Underserved communities are typically left behind in disaster clean up due to cultural and systemic barriers that make it harder for people to access the resources they need.

Bijou Maliabo, Iowa City Human Rights Board member, and Le Ann Dunne, local advocate for the Congolese population, have been working to provide resources and assistance to migrant and refugee communities affected by the derecho.

Maliabo said her and Dunne have been serving about 58 families — over 200 people — since the storm.

Maliabo said one of the biggest challenges for these communities is the language barrier, noting that even if there are services available to them, individuals and families don’t always know how to access them.

Additionally, a lot of these populations don’t have access to adequate transportation and health care, Maliabo said.

Many of the people in these populations live in buildings and houses with severe damage, Maliabo said, noting some are still sleeping on streets and in cars.

“Some of [them] are joking as you know ‘We thought America is heaven, but we came into a refugee camp in America.’” Maliabo said.

Many of the conditions in these communities are not much different than they were four weeks ago when the derecho first hit, Dunne said.

“We just have this great disconnect between the culture…and it’s just a classic American example of being disadvantaged and not having someone to help you get a hand up,” Dunne said.

Dunne noted that in a lot of the areas where migrant and refugee populations live, the buildings still have tarps covering roofs, and a lot of the clean-up hasn’t happened.

“I really think that when you come from a disadvantaged community to begin with, you fall way down at the bottom of the totem pole when you have a disaster,” Dunne said.

Dunne said migrant and refugee populations already have to navigate within a system that is foreign to them.

“Everyday living is challenging,” Dunne said. “Now, we put this layer of this disaster on top of it…it just makes it really difficult.”

Marlén Mendoza, president of the League of United Latin American Citizens Council 308 in Iowa City, said the advocacy group has been scrambling to do what they can to help aid populations affected by the derecho in Cedar Rapids.

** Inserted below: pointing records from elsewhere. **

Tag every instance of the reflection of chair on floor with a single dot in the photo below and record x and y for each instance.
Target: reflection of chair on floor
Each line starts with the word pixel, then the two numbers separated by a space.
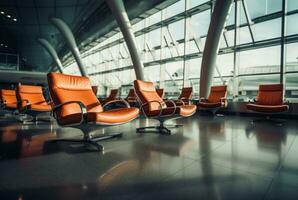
pixel 184 97
pixel 269 138
pixel 111 97
pixel 131 97
pixel 160 92
pixel 177 145
pixel 214 129
pixel 153 106
pixel 269 102
pixel 77 106
pixel 32 101
pixel 9 100
pixel 216 100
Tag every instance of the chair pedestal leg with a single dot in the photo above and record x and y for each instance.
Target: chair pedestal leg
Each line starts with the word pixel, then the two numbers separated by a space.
pixel 268 119
pixel 89 140
pixel 157 129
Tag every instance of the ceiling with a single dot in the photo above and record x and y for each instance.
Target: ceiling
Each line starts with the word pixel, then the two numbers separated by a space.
pixel 86 18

LULAC Council 308 organized an emergency relief drive for Cedar Rapids families — asking for diapers, wipes, laundry detergent, and feminine hygiene products to be dropped off at Bribriesco Law Firm.

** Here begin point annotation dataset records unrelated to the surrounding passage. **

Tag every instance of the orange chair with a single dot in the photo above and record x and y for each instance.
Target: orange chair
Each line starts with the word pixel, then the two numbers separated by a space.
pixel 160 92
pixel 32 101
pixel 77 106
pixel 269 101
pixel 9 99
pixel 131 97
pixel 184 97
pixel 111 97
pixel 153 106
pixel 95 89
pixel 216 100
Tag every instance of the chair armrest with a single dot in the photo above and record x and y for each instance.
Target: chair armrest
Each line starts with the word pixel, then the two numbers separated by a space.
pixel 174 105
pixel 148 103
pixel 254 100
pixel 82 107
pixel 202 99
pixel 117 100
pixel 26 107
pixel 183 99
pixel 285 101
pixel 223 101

“[LULAC] do[es] a lot of work in our immigrant and undocumented communities,” Mendoza said. “For obvious reasons they don’t qualify for a lot of any kind of government relief especially when disaster hits like right now.”

Historically, unauthorized citizens living in the U.S. are not eligible for certain federal benefits.

Mendoza noted that many people don’t realize these communities exist in Iowa because a lot of migrant and refugee populations live in mobile homes and trailer parks, places hit hardest by the derecho.

“In Iowa it’s very easy to live your life and not see this population because they are literally hidden,” Mendoza said.

Elize Dushimimana, RefugeeRise Americorps member, said the derecho significantly impacted refugee and migrant communities in the neighborhood she serves on the Southwest side of Cedar Rapids.

“…There’s a few apartment complexes that were heavily damaged, and the families there were more, a network of a community,” Dushimimana said. “And so unfortunately since they all stayed in one spot, they didn’t have family members to go stay with, so they became displaced.”

Dushimimana said it’s important to think about the mental health aspect as well.

“A lot of our families are refugees or immigrants, and they’ve already gone through past trauma, and now this is a new trauma that’s added on,” Dushimimana said.

Since the derecho hit, Dushimimana said her RefugeeRise team members have been working to aid these communities.

“…I really think that we’re still in survival mode,” Dushimimana said. “But here in a few weeks or a few months, if we just remember that we’re in it together, we will just be stronger and better for it.”